Supreme Court Declines To Hear Apple’s Appeal In Book Pricing Scheme

Apple is now responsible to reimburse e-book consumers a total of $400 million.

Apple has joined five of the nation’s major book publishers in being held financially responsible for a book pricing conspiracy after the Supreme Court rejected the company's appeal Monday.

In 2014, Apple agreed to settle the case brought by a private class of e-book purchasers and 33 attorneys general who argued the company conspired to keep the prices of books artificially high, as online retailers like Amazon offered consumers steep discounts.

Apple’s partners in the scheme -- Simon & Schuster, Hachette, HarperCollins, Penguin Group, and Macmillan -- previously agreed to pay $133 million in damages to e-book customers. Apple was bound to the settlement as well but appealed to the Supreme Court, arguing that it did not violate antitrust laws.

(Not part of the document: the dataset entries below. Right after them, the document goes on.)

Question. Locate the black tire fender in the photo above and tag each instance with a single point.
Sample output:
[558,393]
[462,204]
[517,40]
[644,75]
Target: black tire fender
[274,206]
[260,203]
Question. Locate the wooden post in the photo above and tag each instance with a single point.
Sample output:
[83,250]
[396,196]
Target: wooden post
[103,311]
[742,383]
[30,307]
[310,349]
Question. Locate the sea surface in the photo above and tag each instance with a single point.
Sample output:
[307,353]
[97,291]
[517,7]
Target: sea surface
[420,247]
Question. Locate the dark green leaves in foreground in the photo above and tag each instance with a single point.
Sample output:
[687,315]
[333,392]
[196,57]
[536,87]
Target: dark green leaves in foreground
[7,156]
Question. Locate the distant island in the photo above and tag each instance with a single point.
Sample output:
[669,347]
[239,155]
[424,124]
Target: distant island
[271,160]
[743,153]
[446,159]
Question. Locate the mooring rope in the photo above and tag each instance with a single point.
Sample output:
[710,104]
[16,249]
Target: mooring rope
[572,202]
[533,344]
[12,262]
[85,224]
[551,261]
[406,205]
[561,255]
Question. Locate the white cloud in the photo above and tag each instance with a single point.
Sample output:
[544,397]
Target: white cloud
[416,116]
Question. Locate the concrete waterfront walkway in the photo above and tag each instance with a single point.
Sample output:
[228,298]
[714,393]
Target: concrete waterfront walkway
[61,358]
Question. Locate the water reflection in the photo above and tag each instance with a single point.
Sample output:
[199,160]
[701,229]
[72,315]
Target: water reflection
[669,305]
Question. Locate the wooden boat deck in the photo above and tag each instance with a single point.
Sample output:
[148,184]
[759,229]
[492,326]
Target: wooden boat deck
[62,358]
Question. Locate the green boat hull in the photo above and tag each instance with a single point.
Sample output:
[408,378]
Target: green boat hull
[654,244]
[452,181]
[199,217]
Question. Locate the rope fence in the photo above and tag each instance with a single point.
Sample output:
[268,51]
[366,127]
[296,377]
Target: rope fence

This request to hear its appeal was rejected by the high court, which declined to review the legal issues involved. Now, the ruling of the lower court stands, leaving Apple on the hook for $400 million dollars.

“Apple’s liability for knowingly conspiring with book publishers to raise the prices of e-books is settled once and for all,” said Assistant Attorney General Bill Baer of the Justice Department’s antitrust division.

Apple did not immediately respond to a request for comment.